By using this kind of supervision I bet you can also train a feed-forward neural network to solve the problem: use a training set as above except with the input and output strings presented as n-dimensional vectors rather than sequences of individual bits and make sure that the network has enough hidden layers.
If you use a specialized architecture (e.g. decrease the width of the hidden layers as their depth increases and connect the i-th output node to the i-th hidden layer) it will learn quite efficiently, but if you use a more standard architecture (hidden layers of constant width and output layer connected only to the last hidden layer) it will probably also work although you will need a quite a bit of training examples to avoid overfitting.
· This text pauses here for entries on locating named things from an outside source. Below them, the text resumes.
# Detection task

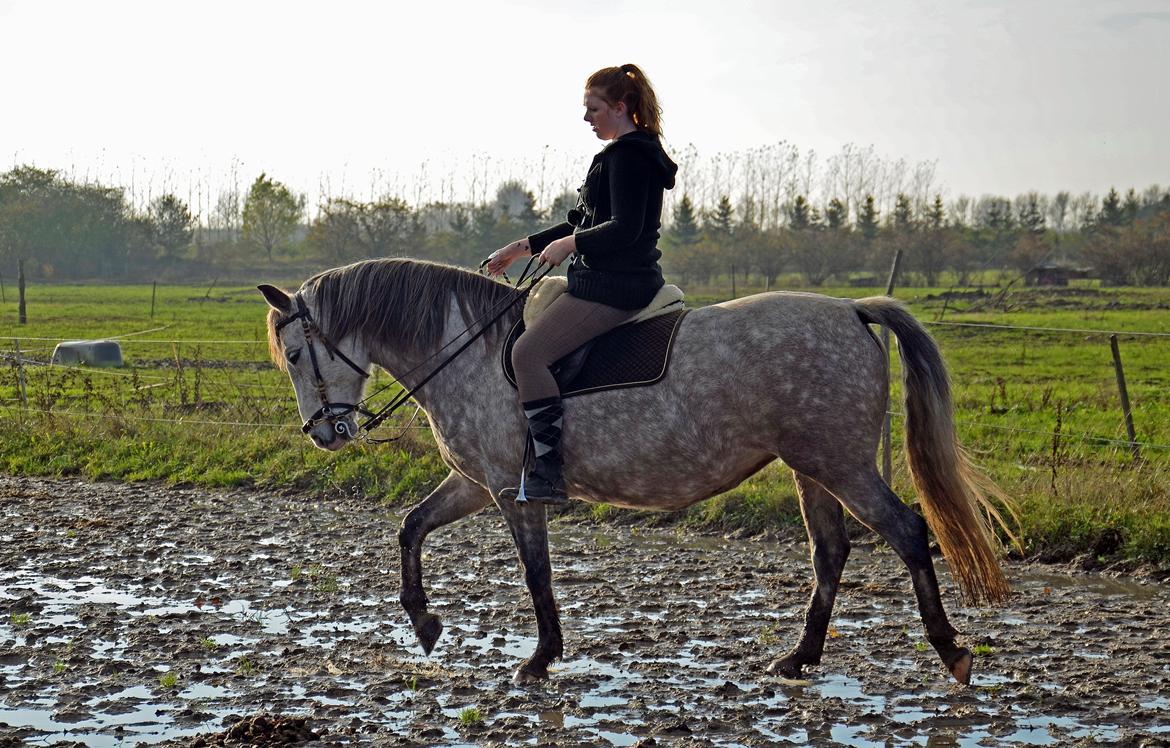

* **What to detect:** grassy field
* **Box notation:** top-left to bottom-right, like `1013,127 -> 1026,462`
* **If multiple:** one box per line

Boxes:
0,279 -> 1170,564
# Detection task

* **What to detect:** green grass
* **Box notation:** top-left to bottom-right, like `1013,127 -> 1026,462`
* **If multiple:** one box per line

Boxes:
0,284 -> 1170,564
459,707 -> 483,727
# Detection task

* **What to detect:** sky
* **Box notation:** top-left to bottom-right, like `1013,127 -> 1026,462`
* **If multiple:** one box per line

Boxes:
0,0 -> 1170,210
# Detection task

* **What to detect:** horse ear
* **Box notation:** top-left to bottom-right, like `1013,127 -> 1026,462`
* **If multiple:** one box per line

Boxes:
256,283 -> 293,313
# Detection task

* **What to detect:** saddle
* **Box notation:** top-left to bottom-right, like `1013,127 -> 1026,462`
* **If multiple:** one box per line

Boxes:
501,277 -> 688,398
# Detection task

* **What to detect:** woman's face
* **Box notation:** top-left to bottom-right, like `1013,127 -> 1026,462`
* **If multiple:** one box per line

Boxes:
585,89 -> 632,140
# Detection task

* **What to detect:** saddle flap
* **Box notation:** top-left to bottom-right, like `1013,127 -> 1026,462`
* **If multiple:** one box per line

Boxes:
501,309 -> 688,398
The parity problem is artificial, but it is a representative case of problems that necessarily ( * ) require a non-trivial number of highly non-linear serial computation steps. In a real-world case (a planning problem, maybe), we wouldn't have access to the internal state of a reference algorithm to use as supervision signals for the machine learning system. The machine learning system will have to figure the algorithm on its own, and current approaches can't do it in a general way, even for relatively simple algorithms.
You can read the (much more informed) opinion of Ilya Sutskever on the issue here (Yoshua Bengio also participated in the comments).
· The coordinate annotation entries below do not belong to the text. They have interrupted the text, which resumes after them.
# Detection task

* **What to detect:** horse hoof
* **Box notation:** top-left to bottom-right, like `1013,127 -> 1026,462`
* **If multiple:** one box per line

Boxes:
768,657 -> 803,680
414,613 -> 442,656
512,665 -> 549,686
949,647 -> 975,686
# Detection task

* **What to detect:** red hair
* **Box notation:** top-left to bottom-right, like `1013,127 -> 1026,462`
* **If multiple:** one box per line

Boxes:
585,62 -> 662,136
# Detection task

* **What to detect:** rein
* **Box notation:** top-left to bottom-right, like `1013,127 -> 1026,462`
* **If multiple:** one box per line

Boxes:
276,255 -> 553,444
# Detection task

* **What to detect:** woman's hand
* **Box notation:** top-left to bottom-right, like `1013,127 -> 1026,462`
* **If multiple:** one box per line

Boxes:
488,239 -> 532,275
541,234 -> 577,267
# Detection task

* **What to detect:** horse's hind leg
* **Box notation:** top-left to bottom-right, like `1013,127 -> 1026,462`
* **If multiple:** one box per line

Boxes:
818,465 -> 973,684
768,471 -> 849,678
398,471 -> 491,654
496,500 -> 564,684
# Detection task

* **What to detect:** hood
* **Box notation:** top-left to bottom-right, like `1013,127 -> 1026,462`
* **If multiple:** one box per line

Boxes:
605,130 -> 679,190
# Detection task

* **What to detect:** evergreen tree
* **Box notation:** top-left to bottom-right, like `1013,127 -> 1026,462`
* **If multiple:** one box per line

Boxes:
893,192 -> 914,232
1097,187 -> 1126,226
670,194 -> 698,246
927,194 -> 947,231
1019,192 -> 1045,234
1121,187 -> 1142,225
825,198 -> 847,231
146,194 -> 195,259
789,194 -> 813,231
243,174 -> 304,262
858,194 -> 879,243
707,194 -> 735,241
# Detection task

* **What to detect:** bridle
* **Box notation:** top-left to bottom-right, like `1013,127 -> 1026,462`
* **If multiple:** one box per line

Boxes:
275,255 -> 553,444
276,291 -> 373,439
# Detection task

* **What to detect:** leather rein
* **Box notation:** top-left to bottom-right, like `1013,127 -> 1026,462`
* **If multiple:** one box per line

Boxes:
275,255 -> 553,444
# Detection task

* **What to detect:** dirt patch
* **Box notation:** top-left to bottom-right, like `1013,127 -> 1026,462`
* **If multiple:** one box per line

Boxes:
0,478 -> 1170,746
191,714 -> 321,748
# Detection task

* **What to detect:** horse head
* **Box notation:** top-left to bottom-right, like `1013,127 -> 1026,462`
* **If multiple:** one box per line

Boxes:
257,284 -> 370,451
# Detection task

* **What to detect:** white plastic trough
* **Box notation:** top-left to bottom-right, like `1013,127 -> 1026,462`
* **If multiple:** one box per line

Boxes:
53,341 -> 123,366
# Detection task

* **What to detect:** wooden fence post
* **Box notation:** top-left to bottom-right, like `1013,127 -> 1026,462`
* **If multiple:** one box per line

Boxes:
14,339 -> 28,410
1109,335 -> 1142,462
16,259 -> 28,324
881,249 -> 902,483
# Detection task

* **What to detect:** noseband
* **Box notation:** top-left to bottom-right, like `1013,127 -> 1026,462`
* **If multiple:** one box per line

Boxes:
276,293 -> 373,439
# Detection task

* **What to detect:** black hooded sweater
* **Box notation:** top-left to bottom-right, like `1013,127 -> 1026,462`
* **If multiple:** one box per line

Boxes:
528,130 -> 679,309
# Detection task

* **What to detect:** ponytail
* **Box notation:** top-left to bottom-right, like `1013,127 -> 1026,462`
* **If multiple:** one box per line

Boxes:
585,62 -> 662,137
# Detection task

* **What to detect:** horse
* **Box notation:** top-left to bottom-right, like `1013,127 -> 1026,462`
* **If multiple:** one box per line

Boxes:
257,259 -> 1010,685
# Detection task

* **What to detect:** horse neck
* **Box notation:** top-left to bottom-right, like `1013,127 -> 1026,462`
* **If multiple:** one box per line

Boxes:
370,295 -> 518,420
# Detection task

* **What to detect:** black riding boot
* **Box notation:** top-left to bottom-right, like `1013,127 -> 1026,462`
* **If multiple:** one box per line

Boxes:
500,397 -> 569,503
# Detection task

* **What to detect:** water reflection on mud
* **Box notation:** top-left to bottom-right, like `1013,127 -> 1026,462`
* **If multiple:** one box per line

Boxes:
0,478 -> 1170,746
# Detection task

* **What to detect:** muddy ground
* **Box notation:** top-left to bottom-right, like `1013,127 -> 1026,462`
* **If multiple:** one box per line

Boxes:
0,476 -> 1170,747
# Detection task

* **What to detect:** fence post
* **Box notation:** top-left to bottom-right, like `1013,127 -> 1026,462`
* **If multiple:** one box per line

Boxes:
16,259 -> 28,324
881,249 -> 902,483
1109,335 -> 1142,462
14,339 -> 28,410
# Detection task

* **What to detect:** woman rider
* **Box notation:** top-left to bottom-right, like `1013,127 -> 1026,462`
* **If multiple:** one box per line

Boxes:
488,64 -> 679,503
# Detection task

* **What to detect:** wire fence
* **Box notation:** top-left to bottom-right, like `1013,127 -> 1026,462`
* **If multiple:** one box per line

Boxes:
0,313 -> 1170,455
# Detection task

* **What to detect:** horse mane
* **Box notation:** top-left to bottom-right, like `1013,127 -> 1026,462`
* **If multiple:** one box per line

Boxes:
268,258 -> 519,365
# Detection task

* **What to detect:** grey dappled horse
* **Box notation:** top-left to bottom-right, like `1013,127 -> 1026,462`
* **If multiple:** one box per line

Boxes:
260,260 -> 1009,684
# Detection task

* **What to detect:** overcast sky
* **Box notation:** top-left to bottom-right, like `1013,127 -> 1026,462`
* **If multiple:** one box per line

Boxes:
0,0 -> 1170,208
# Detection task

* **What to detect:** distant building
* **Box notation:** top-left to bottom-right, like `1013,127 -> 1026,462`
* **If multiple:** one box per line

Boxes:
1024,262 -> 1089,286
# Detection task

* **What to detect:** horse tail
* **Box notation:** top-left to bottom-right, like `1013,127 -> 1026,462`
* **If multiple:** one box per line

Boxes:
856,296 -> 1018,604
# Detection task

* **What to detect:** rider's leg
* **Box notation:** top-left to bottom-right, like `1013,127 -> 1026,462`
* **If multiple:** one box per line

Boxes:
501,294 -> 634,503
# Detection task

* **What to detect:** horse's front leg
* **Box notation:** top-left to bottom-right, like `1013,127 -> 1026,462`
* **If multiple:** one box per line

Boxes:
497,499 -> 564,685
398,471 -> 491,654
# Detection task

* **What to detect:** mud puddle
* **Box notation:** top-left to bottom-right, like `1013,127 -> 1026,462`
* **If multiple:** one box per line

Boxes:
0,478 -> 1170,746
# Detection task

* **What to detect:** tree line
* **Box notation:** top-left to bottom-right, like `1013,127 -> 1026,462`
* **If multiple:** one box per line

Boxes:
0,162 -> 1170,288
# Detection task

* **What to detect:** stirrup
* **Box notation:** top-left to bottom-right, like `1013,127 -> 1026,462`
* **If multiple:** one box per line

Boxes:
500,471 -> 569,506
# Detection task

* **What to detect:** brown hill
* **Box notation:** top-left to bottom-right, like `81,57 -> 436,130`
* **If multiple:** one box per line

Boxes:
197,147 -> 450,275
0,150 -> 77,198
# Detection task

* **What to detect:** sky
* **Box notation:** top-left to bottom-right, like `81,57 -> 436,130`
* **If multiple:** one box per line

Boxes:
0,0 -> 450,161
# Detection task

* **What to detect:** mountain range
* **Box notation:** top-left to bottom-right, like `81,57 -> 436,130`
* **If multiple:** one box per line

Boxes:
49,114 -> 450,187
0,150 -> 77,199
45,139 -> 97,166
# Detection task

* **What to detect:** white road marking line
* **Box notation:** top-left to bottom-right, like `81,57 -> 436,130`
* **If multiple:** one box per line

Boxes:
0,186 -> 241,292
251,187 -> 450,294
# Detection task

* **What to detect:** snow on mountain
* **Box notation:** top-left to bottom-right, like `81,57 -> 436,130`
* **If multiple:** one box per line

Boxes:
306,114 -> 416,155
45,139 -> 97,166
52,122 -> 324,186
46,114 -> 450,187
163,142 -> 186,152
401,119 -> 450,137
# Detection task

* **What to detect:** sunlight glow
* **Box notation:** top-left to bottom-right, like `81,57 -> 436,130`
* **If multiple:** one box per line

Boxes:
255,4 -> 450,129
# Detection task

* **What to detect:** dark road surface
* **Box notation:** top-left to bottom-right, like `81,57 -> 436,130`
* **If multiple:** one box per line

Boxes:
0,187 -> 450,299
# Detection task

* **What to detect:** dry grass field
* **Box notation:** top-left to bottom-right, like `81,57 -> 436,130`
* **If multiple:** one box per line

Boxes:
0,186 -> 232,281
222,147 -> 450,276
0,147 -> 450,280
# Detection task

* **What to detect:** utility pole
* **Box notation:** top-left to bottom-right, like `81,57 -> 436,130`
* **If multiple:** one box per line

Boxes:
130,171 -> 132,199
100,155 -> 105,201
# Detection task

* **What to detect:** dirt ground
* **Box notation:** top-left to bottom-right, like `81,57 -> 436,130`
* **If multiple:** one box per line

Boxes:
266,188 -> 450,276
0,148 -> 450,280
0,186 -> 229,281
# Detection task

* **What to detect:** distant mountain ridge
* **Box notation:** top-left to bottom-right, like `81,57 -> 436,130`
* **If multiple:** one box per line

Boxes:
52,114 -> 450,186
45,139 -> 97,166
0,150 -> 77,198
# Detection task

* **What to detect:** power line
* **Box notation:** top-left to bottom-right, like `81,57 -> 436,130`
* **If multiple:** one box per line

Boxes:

( * at least for polynomial-time execution, since you can always get constant depth at the expense of an exponential blow-up of parallel nodes)
Your comments made me curious enough to download PyBrain and play around with the sample code, to see if I could modify it to learn the parity function without intermediate parity bits in the output. In the end, I was able to, by trial and error, come up with hyperparameters that allowed the RNN to learn the parity function reliably in a few minutes on my laptop (many other choices of hyperparameters caused the SGD to sometimes get stuck before it converged to a correct solution). I've posted the modified sample code here. (Notice that the network now has 2 input nodes, one for the input string and one to indicate end of string, 2 hidden layers with 3 and 2 nodes, and an output node.)
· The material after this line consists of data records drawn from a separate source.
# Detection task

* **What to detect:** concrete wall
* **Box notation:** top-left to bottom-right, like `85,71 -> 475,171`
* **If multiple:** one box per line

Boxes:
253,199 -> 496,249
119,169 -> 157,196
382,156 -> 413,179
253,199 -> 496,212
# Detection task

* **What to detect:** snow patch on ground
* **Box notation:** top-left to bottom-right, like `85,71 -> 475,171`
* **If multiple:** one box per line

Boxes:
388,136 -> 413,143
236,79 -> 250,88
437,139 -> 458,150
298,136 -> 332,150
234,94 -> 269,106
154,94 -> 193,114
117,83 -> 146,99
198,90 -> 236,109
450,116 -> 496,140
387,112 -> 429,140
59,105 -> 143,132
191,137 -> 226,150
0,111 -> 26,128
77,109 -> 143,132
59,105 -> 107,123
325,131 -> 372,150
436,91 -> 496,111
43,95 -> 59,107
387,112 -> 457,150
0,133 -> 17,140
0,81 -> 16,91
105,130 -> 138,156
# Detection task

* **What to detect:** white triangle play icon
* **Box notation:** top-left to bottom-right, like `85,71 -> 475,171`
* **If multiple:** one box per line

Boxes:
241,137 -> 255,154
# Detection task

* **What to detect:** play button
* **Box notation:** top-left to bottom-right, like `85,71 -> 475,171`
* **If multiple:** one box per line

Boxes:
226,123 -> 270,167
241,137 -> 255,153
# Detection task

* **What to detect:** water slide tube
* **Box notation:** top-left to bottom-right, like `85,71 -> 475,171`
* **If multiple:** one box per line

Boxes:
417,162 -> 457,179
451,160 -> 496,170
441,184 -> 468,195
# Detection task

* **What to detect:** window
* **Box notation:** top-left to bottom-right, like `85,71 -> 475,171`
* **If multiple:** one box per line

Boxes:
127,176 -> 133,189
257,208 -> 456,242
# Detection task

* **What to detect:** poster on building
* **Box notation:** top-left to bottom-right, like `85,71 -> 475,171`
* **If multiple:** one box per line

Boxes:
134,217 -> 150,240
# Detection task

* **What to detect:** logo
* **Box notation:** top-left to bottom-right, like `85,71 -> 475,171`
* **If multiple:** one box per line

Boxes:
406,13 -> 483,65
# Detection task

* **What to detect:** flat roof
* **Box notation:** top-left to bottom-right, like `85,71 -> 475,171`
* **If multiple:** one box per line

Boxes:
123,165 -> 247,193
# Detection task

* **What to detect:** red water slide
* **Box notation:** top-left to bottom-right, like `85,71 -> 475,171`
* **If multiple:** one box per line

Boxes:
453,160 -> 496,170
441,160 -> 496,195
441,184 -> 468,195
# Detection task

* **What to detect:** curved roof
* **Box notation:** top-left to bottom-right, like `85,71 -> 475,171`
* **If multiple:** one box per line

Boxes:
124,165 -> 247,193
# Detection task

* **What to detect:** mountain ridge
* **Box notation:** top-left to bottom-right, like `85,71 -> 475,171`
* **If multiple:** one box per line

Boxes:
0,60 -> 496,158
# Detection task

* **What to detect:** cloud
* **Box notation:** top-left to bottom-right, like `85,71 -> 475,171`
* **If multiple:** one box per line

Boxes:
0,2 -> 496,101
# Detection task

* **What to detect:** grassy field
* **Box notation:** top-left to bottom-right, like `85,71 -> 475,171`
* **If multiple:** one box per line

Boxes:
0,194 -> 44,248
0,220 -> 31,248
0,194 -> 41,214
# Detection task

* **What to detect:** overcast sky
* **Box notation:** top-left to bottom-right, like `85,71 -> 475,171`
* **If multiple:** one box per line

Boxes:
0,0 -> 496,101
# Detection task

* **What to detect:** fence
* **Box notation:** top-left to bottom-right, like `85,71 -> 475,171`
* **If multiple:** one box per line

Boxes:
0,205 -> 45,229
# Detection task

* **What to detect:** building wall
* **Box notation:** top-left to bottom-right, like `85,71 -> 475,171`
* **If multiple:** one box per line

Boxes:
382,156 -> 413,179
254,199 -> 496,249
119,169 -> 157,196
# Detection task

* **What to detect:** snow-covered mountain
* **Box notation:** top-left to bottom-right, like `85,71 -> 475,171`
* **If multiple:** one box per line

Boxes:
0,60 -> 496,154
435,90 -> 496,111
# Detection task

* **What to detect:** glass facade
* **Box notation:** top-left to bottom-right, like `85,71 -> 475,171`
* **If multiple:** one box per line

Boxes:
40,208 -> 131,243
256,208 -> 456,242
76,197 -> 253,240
I guess you're basically correct on this, since even with the tweaked hyperparameters, on the parity problem RNN+SGD isn't really doing any better than a brute force search through the space of simple circuits or algorithms. But humans arguably aren't very good at learning algorithms from input/output examples either. The fact that RNNs can learn the parity function, even if barely, makes it less clear that humans have any advantage at this kind of learning.
Nice work!
Anyway, in a paper published on arXiv yesterday, the Google DeepMind people report being able to train a feed-forward neural network to solve the parity problem, using a sophisticated gating mechanism and weight sharing between the layers. They also obtain state of the art or near state of the art results on other problems.
This result makes me update in the increasing direction my belief about the generality of neural networks.
Ah you beat me to it, I just read that paper as well.
Here is the abstract for those that haven't read it yet:
Also, relevant to this discussion:
The version of the problem that humans can learn well is this easier reduction. Humans can not easily learn the hard version of the parity problem, which would correspond to a rapid test where the human is presented with a flash card with a very large number on it (60+ digits to rival the best machine result) and then must respond immediately. The fast response requirement is important to prevent using much easier multi-step serial algorithms.
That is the most cogent, genuinely informative explanation of "Deep Learning" that I've ever heard. Most especially so regarding the bit about linear correlations: we can learn well on real problems with nothing more than stochastic gradient descent because the feature data may contain whole hierarchies of linear correlations.